The patented perforating cannula included in the Madison and Huntington systems facilitates greater accuracy of placement through dense bone tissue. The stylet of these systems can easily be exchanged for a drill insert without losing the introducer cannula’s place in the bone; when used in conjunction with a drill, the edges of the perforating cannula simultaneously cut around the drill as the tip bores through the bone.
“The range of biopsy systems allows the physician to choose the needle best adapted to the bone density prior to or during the procedure,” says Jean-Denis Laredo, chief of the Radiology Service, Lariboisière Hôspital, and professor of Medicine at the Public Hospital of Paris, University of Paris-Diderot, France. “Having a Seldinger-inspired guide wire approach to the spine assists both experienced and younger radiologists in safely placing a larger needle. The biopsy is almost achieved once the introducer needle is against the target. This also provides a better anaesthetic for the patient, and less radiation caused by repeat scanning.”
In addition to the Madison and Huntington systems, Merit is also introducing the Madison Mini for small rounded bones that have little soft-tissue surroundings; the Westbrook, designed to reach superficial lesions in soft- or normal-density bone; and the Kensington bone biopsy system, which was created for deep bone, upper spine and narrow access procedures. The Kensington is used with the Seldinger-inspired guide wire approach.

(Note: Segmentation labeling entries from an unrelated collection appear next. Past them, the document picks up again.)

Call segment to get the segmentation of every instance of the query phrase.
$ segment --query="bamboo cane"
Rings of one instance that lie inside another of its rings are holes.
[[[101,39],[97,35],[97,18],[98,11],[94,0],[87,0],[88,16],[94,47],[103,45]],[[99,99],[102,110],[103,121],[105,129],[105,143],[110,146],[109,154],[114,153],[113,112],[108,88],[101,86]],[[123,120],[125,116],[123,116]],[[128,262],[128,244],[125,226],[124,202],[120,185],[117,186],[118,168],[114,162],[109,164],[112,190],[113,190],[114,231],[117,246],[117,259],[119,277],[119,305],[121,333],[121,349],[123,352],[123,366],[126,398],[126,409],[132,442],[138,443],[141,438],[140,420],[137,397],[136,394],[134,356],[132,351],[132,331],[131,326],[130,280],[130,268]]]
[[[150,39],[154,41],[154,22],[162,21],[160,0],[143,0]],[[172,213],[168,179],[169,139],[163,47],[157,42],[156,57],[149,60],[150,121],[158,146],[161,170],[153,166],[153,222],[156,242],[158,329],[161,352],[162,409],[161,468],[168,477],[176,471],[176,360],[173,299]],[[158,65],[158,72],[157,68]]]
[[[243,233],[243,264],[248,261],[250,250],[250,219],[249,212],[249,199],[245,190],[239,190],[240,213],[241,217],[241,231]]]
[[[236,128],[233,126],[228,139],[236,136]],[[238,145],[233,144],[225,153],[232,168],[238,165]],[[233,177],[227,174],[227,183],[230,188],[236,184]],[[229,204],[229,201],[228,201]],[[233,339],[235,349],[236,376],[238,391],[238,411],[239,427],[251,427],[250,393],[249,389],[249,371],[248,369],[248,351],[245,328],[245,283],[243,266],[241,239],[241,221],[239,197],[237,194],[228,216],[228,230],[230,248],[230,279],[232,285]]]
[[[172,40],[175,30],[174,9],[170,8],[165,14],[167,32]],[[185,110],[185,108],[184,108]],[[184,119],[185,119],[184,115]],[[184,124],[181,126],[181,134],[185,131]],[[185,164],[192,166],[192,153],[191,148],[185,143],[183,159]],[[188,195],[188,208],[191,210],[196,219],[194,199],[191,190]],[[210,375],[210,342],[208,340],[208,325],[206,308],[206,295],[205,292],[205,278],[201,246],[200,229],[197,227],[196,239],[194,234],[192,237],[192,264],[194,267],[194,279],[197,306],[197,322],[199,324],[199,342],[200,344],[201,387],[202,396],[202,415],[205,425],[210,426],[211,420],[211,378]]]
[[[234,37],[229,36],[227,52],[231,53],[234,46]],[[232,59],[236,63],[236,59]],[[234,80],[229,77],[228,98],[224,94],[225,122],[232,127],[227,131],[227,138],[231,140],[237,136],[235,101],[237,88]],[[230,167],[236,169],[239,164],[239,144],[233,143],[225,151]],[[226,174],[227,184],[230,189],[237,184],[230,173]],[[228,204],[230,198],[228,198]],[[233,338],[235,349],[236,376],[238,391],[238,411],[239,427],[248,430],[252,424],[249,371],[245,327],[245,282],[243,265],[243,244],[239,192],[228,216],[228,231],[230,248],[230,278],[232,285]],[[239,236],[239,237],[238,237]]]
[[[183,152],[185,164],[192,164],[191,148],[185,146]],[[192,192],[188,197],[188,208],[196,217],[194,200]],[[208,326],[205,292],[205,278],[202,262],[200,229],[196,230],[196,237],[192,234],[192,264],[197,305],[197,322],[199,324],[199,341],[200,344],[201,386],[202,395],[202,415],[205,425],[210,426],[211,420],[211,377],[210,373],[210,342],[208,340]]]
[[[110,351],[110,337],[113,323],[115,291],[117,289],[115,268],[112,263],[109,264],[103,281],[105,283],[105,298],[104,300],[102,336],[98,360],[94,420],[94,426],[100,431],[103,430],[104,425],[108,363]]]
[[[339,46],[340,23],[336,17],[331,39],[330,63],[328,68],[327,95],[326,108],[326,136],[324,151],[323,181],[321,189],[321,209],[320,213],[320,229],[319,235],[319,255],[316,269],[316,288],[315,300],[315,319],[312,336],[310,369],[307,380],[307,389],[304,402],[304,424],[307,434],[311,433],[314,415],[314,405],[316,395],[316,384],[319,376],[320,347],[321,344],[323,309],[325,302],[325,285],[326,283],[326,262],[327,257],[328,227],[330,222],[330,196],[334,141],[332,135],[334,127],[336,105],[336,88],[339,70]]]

All of the systems utilise the Preston bone biopsy needle, which is constructed with clockwise-cutting trephine teeth to support true cylindrical tissue retrieval and use even in sclerotic and blastic lesions. The systems also offer comfortable-grip handles that lock together to allow for more manual pressure if necessary, and depth stoppers to give a visual guide for biopsy needle protrusion beyond the introducer.
“The expansion of our biopsy portfolio allows us to better serve the needs of our customers and underscores Merit’s belief that offering a wide range of products gives practitioners a fuller set of options for instrument selection,” comments Fred Lampropoulos, chairman and CEO of Merit Medical.